Altintaş Engin, Sezgin Orhan, Kaçar Sabite, Tunç Bilge, Parlak Erkan, Altiparmak Emin, Saritaş Ulkü
Division of Gastroenterology, School of Medicine, Mersin University, Mersin, Turkey.
Turk J Gastroenterol. 2004 Mar;15(1):27-33.
BACKGROUND/AIMS: Endoscopic variceal ligation is widely accepted as the optimum endoscopic treatment for esophageal variceal hemorrhage. However, the rebleeding course and long-term outcome of patients with esophageal variceal hemorrhage after ligation have been poorly defined. Therefore, we conducted a long-term follow-up study to delineate the outcome of ligation.
Twenty-one liver cirrhotic patients with endoscopically proven esophageal variceal hemorrhage were treated by endoscopic variceal ligation. These patients received regular follow-up and detailed clinical assessment of at least 24 months.
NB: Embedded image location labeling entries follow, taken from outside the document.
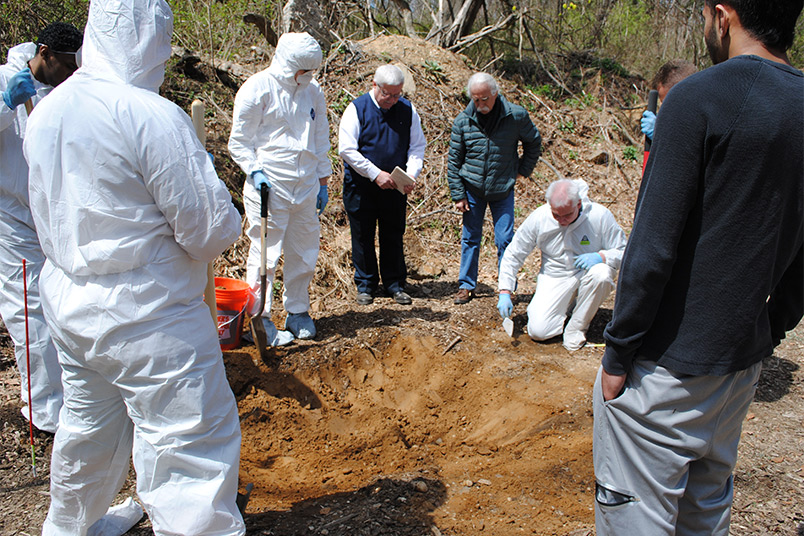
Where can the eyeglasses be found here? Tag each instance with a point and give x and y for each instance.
(58, 51)
(389, 95)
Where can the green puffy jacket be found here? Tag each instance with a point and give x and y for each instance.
(488, 163)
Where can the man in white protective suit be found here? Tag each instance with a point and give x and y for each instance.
(280, 138)
(581, 246)
(129, 212)
(33, 69)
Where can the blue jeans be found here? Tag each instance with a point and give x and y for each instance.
(502, 214)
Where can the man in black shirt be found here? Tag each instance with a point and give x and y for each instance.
(711, 280)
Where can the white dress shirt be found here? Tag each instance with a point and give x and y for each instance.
(350, 132)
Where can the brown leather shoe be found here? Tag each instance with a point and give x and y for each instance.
(464, 295)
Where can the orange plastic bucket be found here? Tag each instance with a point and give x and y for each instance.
(231, 296)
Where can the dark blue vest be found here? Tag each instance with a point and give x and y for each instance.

Twenty-one eligible patients were followed up for a mean of 44.45 months (range 33.5-64 months). The mean number of sessions required to obtain eradication was 3.57+/-1.99 (range 1-8). Esophageal varices could be obliterated within 11.57+/-6.8 weeks (range 3-30). The percentage of variceal recurrence during follow-up was 57.14% (12/21) after endoscopic variceal ligation. Recurrence were observed in a mean of 34 months (median 29 months). Rebleeding from esophageal varices appeared in four patients (19.04%). The appearance rates of portal hypertensive gastropathy and fundal gastric varices after varice obliteration were found to be 45.45% (5/11) and 25% (3/12), respectively.
Based on the results of long-term follow-up of endoscopic variceal ligation, although the percentage of variceal recurrence was high, endoscopic ligation achieved variceal obliteration faster and in fewer treatment sessions. Furthermore, endoscopic variceal ligation had a lower rate of rebleeding and of development of fundal gastric varices, but high portal hypertensive gastropathy.
背景/目的:内镜下静脉曲张结扎术被广泛认为是治疗食管静脉曲张出血的最佳内镜治疗方法。然而,结扎术后食管静脉曲张出血患者的再出血过程和长期预后一直未得到明确界定。因此,我们进行了一项长期随访研究以明确结扎术的预后。
21例经内镜证实为食管静脉曲张出血的肝硬化患者接受了内镜下静脉曲张结扎术治疗。这些患者接受了至少24个月的定期随访和详细的临床评估。
21例符合条件的患者平均随访44.45个月(范围33.5 - 64个月)。实现根除所需的平均疗程数为3.57±1.99(范围1 - 8)。食管静脉曲张可在11.57±6.8周内(范围3 - 30周)消除。内镜下静脉曲张结扎术后随访期间静脉曲张复发率为57.14%(12/21)。复发平均出现在34个月(中位数29个月)。4例患者(19.04%)出现食管静脉曲张再出血。静脉曲张消除后门静脉高压性胃病和胃底静脉曲张的出现率分别为45.45%(5/11)和25%(3/12)。
基于内镜下静脉曲张结扎术的长期随访结果,尽管静脉曲张复发率较高,但内镜结扎术能更快且以更少的治疗疗程实现静脉曲张消除。此外,内镜下静脉曲张结扎术的再出血率和胃底静脉曲张发生率较低,但门静脉高压性胃病发生率较高。